A member of a polygamist sect at the centre of a police raid last year that swept more than 400 children into state custody goes on trial Monday in the sleepy west Texas town of Eldorado.

Attorneys will begin culling the largest jury pool ever called in Eldorado to try to find 14 people in a county of 2,800 who can set aside what they've heard about the sect.

Raymond Jessop, 38, will become the first man from the Yearning for Zion Ranch to go on trial here. He is charged with sexual assault of a child — an underage girl he allegedly married first — and faces up to 20 years in prison if convicted. He is also charged with bigamy for allegedly marrying a second underage girl but will be tried on that charge separately.

In all, 12 men from the sect have been charged with crimes ranging from failure to report child abuse to bigamy and sexual assault at the ranch, where women and girls wear braids and pastel prairie dresses. They have all denied wrongdoing.

The cases began after a woman in Colorado allegedly called a Texas domestic abuse hotline in March 2008 and pretended to be a teenage girl with a much-older husband who raped and beat her.

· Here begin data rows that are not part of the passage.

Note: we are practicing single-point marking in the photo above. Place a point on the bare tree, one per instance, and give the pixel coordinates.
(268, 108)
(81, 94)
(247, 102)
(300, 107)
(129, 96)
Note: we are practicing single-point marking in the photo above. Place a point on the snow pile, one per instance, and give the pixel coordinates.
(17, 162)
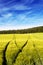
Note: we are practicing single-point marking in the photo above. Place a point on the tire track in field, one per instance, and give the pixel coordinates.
(4, 55)
(37, 52)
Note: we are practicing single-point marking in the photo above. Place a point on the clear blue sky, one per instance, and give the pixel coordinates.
(19, 14)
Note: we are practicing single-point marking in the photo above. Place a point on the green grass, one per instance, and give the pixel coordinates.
(28, 53)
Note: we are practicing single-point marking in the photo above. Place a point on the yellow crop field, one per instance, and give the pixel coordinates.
(21, 49)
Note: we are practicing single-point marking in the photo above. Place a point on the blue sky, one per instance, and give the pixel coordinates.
(20, 14)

State authorities swooped in, taking 439 children away from their sheltered lives and confiscating hundreds of boxes of documents and family photos to build their case. The Texas Rangers have acknowledged the hotline information was false, but the caller has never been charged.

Seating a 12-person jury and two alternates for Jessop's case might be a difficult because most residents of the tiny ranching community know each other, and national and international media coverage made the April 2008 raid impossible to ignore.